Unveiled (One Night #3)

‘I have a request.’ Miller’s unexpected calm words fuel the after-effects of my breakdown, prompting the tears to redevelop and burst from my eyes. I keep my head where it is, mainly because I haven’t the strength to lift it, but also because I’m still too much of a coward to face him. ‘Olivia, it’s polite to look at me when I’m talking to you.’


I shake my head and remain in my hiding place, ashamed of myself.

‘Damn it,’ he quietly curses, and then I feel his palm on my nape. He doesn’t gently encourage me out. He yanks me, not bothering to be gentle. It doesn’t matter. I can feel nothing. He grabs each side of my face and jerks me forward, but I drop my eyes to the sliver of naked, blood-stained flesh peeking through his open shirt and waistcoat. ‘Don’t deprive me of that face, Olivia.’ He wrestles with my head until I lift my eyes and his sharp features are close enough to focus on. His lips are straight. His blue eyes are wild and bright, and the hollows in his cheeks are pulsing. ‘I have a fucking request,’ he grits. ‘And you’ll fucking fulfil it.’

A little sob escapes and my whole body sags in my kneeling position, but his hold of my head keeps me up. The few seconds before he speaks feels like an eternity. ‘You won’t ever stop fucking loving me, Olivia Taylor. Do you fucking hear me?’

I nod in his hold as he scans my wreck of a face and moves in closer, getting forehead to forehead with me. ‘Say it,’ he breathes. ‘Now.’

‘I won’t stop,’ I choke through a sob.

He nods against me and I feel his hands slide to my back and tug me forward. ‘Give me my thing.’ There’s no softness to his command, but the instant calm that descends as the heat of his body starts to blend with mine is all I need. Our bodies collide and we cling to each other like life itself could end if we let go.

It might.

The cracks in our existence are gaping wide open now. There’s no hiding from the cruel reality we need to face. The chains. Escaping them. Being on the brink of despair as we face our demons. I just hope we clear those cracks when we leap and don’t fall into the blackness.

Miller hushes me repeatedly as I shake in his arms, the tightness of his hold not reducing the vibrations in the slightest. ‘Don’t be sad,’ he begs, his voice now taking on a softer edge. ‘Please, don’t be sad.’ He pries my clawed hands from his back and holds them between us, searching my tear-stained face as I sniffle and judder.

‘I’m so sorry,’ I murmur feebly, dropping my eyes to my lap to escape his lovely face. ‘You’re right. I can’t cope with this.’

‘There is no you anymore, Olivia.’ His fingertips grip my chin and lift until I’m facing eyes full of determination. ‘There’s only us. We deal with this together.’

‘I feel like I know so much yet so little,’ I confess, my words broken and raspy. He’s shared so much with me, some voluntarily, some he was forced, but there are still so many blanks.

My perfect part-time gentleman inhales a weary breath and blinks slowly as he brings my hands to his mouth and pushes his lips to the back of each. ‘You possess every part of me, Olivia Taylor. For all of the wrongs I have done and all that I am yet to do, I’m asking for your mercy.’ His eyes sink into me beseechingly. I have forgiven him for all that I know, and I will forgive him for all that I don’t. The wrongs he has yet to do? ‘Only your love will see me through this hell.’

My bottom lip starts to quiver, the lump in my throat growing rapidly. ‘I’ll help you,’ I vow, flexing my hand in his grip until he releases me. I reach up, my movement a little disorientated, until I feel his rough cheek. ‘I trust you.’

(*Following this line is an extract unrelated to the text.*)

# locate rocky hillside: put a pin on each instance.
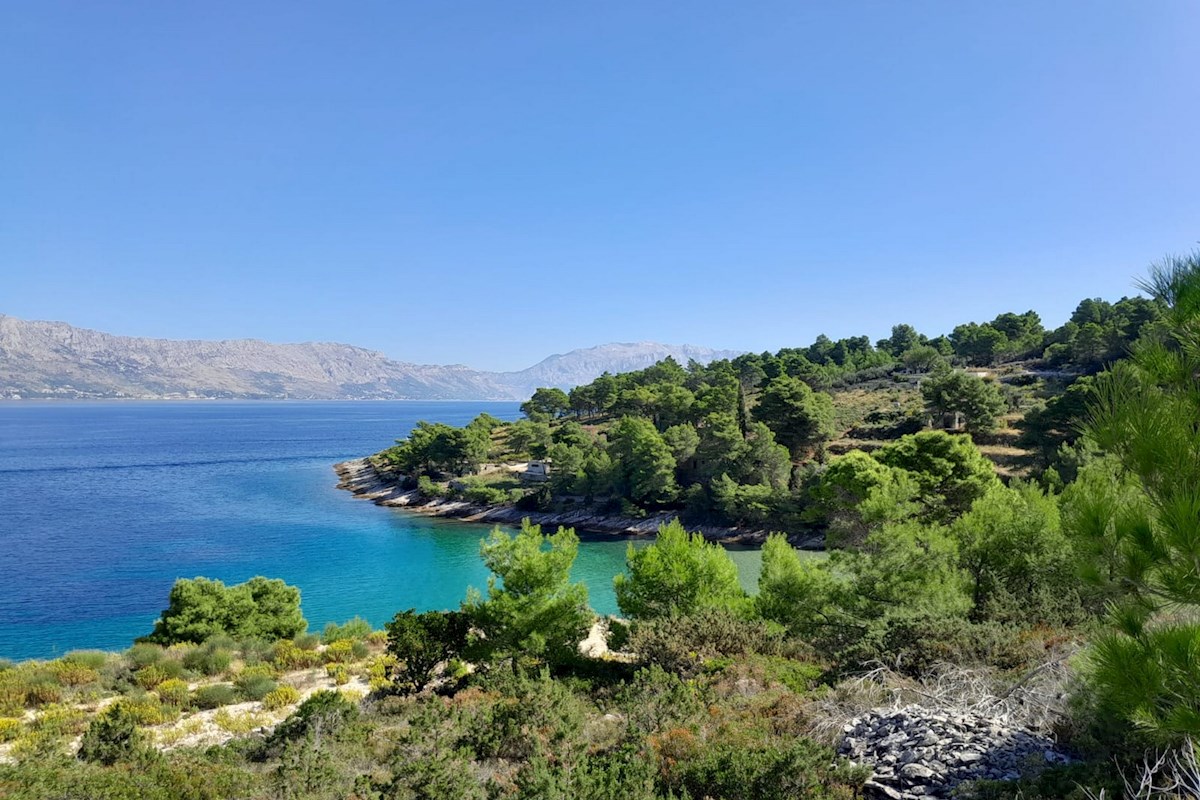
(43, 360)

He swallows hard and nods mildly. Determination slowly creeps onto his emotion-soaked face and into his telling eyes, bringing my detached, fraudulent gentleman back into the room. ‘Let me get you out of here.’ His body lifts fluidly to full height and he helps me to my feet. The change in position sends blood rushing to my head and I stagger a little. ‘Are you OK?’

‘I’m fine,’ I answer, swaying on the spot.

‘You’re right,’ Miller says matter-of-factly, like I should know exactly what he’s talking about. I can’t frown my confusion because all of my focus is being used to stop myself face-planting to the floor. ‘Alcohol doesn’t suit you.’ My nape is taken, along with my arm, and I’m led on wobbly legs to the couch in Miller’s office. ‘Sit,’ he orders, helping me down. He kneels before me and shakes his head as he reaches for my ruined waves. His fingers comb through what’s left of my hair, the pain clear on his handsome face. ‘Still beautiful,’ he murmurs.